今日はステロイド軟こうの副作用について。

ネットから神奈川の皮膚科医会のページを参考に、実感していることや、興味深い点を取り上げてみました。

ステロイド軟膏はあぶないクスリか? そう感じている親御さんは多いのではないでしょうか。漠然となんかこわいと。医療にはそういう部分がたくさんありますね。エイズの人との接触はこわいとか、ワクチンの同時接種がなんかこわいとか。すべての薬で副作用がありますが、正しく使えばよい薬だから、薬として売られているのです。

先日、勉強会で皮膚科の先生のお話を聞いてきました。ステロイドがいやだといってひどい皮膚になった人に、時間をかけて、説得して治療を開始し、見る間によくなった例が紹介されました。そういえば去年のNHKの番組でも、人前で出られなくなったアトピー性皮膚炎の女の子の話を取り上げていましたね。ステロイドを正しく使えば、効果があることは多いのです。

では、ステロイドを怖いと感じるのはなぜでしょうか。その理由として (1)怖い薬だとみんながいっている。(2)長く使っていると皮膚が駄目になってしまうらしい。 (3)顔が丸くなったり、骨がもろくなったりする。 (4)リバウンドという恐ろしい現象があり、一度使いだすとやめられない。(5)ステロイドは自然の治癒力を阻害する。 (6)効き過ぎるのでかえって怖いと、6つ上げていました。なるほどって感じがします。(6)はごもっともで処方して塗り方の説明をしても、まぁ数日かかるだろうと思っていたのが1日できれいになってしまう場合をよく見かけますから、納得できます。(1)はうわさの段階ですが、(2)から(5)は明らかに誤った情報であるとしています。
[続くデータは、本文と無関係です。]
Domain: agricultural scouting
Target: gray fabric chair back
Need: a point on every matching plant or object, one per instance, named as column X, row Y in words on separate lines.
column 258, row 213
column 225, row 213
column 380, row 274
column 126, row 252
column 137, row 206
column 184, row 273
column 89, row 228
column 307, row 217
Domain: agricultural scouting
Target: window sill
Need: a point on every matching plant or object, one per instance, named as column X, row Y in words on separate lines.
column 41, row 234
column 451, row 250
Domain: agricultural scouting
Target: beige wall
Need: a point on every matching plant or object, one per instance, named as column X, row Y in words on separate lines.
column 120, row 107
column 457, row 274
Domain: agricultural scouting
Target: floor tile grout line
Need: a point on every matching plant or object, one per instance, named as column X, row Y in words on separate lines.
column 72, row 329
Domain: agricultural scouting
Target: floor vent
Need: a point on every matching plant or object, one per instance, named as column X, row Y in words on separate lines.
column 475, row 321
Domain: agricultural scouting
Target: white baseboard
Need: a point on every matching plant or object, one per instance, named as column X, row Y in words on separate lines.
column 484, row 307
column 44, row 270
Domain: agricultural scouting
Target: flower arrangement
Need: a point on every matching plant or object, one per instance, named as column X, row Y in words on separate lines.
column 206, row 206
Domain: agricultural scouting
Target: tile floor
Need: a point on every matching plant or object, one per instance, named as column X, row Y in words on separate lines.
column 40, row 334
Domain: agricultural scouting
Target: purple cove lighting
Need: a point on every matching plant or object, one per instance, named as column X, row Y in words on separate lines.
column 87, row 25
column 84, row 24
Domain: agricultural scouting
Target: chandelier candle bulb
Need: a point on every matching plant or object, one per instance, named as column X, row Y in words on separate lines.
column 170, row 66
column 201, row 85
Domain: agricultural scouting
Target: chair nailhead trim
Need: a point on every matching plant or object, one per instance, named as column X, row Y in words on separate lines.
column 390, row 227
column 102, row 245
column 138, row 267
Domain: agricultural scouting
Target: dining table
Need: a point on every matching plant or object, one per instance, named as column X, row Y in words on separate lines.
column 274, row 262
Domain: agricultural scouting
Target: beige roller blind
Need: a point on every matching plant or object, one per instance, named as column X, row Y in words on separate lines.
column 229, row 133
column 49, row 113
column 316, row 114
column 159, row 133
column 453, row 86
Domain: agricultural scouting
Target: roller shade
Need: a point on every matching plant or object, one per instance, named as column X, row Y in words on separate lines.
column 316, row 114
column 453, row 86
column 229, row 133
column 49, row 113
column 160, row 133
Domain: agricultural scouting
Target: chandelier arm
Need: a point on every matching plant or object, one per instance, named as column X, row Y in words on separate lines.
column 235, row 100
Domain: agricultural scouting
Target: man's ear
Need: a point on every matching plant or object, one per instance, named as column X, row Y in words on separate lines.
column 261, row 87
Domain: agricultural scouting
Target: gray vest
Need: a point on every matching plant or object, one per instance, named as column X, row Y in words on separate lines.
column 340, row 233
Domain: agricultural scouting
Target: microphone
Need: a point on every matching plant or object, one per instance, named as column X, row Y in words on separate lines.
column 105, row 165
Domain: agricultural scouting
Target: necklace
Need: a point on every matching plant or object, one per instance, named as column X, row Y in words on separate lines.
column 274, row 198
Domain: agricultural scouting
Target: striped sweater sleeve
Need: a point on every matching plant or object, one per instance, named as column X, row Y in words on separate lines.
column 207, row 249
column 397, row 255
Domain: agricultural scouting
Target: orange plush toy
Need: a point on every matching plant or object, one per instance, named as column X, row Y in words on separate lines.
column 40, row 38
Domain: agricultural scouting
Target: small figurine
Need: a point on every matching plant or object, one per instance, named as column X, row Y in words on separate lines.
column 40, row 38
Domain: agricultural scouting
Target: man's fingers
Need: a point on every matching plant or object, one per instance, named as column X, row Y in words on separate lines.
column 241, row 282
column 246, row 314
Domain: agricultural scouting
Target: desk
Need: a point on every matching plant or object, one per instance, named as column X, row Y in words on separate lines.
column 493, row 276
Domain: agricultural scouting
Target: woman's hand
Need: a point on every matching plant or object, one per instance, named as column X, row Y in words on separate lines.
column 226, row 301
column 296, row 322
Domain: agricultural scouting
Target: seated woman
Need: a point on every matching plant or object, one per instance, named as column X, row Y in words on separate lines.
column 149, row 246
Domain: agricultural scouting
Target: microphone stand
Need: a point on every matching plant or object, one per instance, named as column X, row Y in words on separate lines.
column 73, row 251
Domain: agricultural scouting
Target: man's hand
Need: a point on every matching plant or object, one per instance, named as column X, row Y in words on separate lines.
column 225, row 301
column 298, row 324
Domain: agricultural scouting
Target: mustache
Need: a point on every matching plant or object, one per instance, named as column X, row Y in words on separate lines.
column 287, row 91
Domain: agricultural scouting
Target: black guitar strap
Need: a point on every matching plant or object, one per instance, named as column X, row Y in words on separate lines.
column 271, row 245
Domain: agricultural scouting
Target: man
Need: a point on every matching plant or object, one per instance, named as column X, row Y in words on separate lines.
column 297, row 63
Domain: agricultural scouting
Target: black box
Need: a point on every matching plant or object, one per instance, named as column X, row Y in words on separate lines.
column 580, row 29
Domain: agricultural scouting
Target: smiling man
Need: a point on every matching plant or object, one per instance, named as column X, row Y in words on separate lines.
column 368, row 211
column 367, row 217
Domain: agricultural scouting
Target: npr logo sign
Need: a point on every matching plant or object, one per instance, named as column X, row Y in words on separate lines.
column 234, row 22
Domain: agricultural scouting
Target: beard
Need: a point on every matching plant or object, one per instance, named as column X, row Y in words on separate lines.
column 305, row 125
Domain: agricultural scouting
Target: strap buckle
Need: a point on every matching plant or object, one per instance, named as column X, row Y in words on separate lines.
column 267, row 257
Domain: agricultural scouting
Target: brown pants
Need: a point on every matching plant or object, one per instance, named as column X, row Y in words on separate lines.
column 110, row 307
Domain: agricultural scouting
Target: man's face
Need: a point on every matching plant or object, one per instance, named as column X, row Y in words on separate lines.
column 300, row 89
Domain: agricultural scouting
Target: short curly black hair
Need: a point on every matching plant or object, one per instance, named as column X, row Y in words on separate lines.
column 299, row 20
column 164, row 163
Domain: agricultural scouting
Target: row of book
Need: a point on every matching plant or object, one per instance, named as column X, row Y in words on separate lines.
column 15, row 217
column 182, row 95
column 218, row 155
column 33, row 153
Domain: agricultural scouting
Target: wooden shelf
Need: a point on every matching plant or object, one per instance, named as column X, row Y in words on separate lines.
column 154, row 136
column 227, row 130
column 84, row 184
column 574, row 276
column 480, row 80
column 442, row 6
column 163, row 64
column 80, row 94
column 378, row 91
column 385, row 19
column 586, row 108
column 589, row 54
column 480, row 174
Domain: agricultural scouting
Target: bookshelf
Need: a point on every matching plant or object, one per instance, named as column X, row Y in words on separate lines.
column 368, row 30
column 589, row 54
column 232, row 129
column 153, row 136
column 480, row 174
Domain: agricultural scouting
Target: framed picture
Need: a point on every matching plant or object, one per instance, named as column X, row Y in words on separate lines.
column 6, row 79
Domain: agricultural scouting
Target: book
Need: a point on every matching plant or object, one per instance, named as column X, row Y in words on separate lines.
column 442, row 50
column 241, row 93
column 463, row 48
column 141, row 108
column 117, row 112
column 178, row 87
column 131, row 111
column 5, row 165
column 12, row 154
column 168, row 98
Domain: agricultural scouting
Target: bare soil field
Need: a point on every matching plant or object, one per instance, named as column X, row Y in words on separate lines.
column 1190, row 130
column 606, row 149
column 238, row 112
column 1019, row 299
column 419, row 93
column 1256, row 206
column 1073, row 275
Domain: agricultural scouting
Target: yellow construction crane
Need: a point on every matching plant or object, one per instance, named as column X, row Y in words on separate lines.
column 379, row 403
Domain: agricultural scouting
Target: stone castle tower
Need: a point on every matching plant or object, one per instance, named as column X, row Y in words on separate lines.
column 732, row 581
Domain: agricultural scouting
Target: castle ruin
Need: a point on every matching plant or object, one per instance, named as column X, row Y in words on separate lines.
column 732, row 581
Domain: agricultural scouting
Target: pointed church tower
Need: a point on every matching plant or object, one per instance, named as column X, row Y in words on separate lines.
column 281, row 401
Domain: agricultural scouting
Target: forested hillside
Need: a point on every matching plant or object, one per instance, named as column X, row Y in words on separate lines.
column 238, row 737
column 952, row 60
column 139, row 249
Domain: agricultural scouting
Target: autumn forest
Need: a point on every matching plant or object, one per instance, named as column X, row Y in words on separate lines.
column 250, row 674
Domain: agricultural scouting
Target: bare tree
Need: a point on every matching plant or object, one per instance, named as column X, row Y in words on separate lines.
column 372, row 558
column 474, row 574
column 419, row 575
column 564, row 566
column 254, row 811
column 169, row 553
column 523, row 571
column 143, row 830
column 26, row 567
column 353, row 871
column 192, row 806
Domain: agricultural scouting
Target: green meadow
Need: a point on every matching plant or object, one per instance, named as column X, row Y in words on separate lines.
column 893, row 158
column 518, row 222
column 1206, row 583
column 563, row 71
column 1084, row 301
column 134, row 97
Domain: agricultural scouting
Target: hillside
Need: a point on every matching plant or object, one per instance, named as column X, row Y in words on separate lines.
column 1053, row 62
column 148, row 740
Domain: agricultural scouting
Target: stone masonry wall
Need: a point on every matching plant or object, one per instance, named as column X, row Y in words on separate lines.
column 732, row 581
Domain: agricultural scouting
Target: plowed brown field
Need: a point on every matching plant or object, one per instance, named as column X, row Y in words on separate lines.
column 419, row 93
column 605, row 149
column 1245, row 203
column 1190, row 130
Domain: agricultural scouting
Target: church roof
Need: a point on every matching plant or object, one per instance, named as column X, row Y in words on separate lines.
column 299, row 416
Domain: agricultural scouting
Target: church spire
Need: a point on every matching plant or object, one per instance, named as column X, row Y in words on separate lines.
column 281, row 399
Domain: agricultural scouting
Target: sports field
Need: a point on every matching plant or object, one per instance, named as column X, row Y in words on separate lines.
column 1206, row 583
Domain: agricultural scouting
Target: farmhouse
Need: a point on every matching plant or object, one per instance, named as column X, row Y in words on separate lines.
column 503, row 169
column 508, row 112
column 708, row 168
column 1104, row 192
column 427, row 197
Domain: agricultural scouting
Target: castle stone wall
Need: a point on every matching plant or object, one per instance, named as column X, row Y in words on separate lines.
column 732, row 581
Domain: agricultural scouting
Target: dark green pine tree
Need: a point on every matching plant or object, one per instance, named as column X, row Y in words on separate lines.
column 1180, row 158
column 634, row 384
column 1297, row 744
確かに慢性に、というよりだらだらと強めのステロイド軟こうを使っていると膠原線維が減ってきて、副作用である皮膚の菲薄化(ひはくか)といって薄くなったり、萎縮が見られることがあります。同様に長期に使用すると血管が多くなって赤く見えることがあります。色素沈着といって色が塗ったところだけ黒くなるので、日光に当たってはいけないとかいううわさがあるそうですが、ほぼ間違いといっていいでしょう。色素沈着は皮膚の病気自体(湿疹でもアトピー性皮膚炎でも)から起きているのであって、ステロイドであろうがなかろうがなることがあります。逆にステロイドで色素が薄くなる副作用は知られているそうですが、これもやはり強いものを長く使用したときだけで、やめると治るそうです。日光に当たってはいけないというのも間違いで、そんなことはないそうです。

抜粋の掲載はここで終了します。